The driving test reached its 80th birthday yesterday, but rather than celebrate the progress made over the last eight decades, road safety groups are demanding that this milestone be used as a catalyst to save the lives of hundreds of new drivers with major reforms.
?Despite the driving test steadily becoming more thorough over the years, motoring organisations the RAC Foundation and the Institute of Advanced Motorists (IAM) are pushing the Government to make further changes to the process of learning to drive after the general election on May 7, in attempt to reduce the number of young people dying on the roads every year.
Following the recent raft of fatalities in cars driven by young motorists, many figures have argued that the current driving test setup has fallen behind what is needed to keep motorists safe, writes This is Money. As a result, the RAC Foundation and IAM want to see a driving test that is “fit for the 21st century”, with graduated licences being issued to new drivers, which could impose nighttime curfews and limit the number of passengers that young drivers could carry.

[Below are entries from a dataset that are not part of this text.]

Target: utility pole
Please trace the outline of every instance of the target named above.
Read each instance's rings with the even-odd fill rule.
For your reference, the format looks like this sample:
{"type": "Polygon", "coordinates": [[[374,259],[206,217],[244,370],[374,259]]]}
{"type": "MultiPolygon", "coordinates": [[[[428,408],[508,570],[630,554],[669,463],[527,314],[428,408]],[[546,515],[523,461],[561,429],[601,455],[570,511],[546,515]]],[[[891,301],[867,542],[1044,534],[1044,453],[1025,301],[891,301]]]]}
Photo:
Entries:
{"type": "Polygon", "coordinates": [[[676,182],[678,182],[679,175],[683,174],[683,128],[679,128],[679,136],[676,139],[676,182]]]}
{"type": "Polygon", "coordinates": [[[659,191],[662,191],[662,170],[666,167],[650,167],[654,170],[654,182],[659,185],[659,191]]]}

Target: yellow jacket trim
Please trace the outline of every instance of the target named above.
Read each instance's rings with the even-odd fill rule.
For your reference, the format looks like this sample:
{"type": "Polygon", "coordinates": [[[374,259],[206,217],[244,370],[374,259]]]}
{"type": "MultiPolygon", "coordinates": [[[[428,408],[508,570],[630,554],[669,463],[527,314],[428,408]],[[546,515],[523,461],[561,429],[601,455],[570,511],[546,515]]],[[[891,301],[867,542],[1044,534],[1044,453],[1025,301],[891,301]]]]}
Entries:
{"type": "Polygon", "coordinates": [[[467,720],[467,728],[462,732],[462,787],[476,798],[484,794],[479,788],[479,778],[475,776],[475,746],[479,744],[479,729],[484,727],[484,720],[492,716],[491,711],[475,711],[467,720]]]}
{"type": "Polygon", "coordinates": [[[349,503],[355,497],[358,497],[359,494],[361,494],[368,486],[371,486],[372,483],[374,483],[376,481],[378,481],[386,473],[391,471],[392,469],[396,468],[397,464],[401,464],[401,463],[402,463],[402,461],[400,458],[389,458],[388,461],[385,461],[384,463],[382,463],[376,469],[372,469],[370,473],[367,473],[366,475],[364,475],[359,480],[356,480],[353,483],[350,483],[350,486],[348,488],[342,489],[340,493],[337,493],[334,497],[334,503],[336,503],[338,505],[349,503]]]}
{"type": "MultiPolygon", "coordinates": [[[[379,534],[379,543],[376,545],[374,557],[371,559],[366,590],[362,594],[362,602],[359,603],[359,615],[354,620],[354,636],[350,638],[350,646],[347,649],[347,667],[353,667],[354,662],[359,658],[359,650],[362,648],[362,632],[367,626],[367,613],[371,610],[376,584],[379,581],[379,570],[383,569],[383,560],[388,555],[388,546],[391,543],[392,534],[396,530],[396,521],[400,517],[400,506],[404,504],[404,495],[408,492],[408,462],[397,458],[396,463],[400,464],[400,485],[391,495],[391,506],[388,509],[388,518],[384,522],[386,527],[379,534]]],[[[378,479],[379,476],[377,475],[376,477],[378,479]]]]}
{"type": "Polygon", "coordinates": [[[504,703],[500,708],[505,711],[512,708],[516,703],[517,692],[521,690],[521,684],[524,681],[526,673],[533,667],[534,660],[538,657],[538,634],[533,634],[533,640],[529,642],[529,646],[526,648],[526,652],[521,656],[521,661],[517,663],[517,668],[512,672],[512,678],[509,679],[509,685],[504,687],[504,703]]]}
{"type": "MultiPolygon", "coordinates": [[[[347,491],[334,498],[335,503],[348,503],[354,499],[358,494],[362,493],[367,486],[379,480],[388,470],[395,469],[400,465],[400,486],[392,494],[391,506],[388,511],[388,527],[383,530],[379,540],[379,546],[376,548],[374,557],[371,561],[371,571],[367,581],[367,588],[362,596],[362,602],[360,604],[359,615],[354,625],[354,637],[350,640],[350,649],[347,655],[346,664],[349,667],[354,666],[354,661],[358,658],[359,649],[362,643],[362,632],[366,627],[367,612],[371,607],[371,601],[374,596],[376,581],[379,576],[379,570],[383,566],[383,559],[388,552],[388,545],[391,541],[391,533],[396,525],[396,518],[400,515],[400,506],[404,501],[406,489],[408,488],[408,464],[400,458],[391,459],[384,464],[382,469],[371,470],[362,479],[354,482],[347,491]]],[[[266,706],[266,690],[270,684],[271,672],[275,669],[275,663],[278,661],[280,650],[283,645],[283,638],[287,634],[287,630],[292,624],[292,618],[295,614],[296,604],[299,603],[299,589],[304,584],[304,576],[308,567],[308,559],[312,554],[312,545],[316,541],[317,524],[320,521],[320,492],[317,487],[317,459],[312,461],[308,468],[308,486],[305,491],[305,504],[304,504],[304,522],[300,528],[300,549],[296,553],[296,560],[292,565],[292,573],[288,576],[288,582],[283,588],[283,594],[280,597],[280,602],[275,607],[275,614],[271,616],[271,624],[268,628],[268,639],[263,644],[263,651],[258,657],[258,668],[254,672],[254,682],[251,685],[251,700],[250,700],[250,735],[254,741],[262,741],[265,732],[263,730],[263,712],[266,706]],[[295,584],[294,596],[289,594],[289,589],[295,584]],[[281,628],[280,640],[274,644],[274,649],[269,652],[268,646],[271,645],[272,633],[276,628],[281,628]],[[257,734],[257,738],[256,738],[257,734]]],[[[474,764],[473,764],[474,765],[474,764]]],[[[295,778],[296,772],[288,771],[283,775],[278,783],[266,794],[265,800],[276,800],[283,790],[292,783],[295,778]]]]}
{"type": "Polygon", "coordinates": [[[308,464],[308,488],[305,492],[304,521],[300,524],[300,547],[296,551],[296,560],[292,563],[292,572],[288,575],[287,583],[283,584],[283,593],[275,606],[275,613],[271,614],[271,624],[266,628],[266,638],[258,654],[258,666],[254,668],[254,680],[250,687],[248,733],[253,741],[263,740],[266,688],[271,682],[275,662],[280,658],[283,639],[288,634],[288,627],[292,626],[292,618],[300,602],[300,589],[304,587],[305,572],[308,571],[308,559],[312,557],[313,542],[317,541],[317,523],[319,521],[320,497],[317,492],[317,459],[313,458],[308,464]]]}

We have yet to tackle the disproportionate number of young people being killed soon after they get their licences. This is where we believe a system of graduated licensing would help.
Other new rules could mean that new drivers would have to learn for at least a year and only gain a final full licence after a two year probationary period.
Such a graduated licence takes inspiration from countries such as Austria where new drivers have to return for a driving reassessment during their first 12 months on the road, which has been cited for cutting the amount of young male driver casualties by a third.
Highlighting the seriousness of the issue, director of the RAC Foundation, Professor Stephen Glaister has said that despite ever safer vehicles the amount of young drivers being killed still needs to be addressed: “We have yet to tackle the disproportionate number of young people being killed soon after they get their licences. This is where we believe a system of graduated licensing would help.”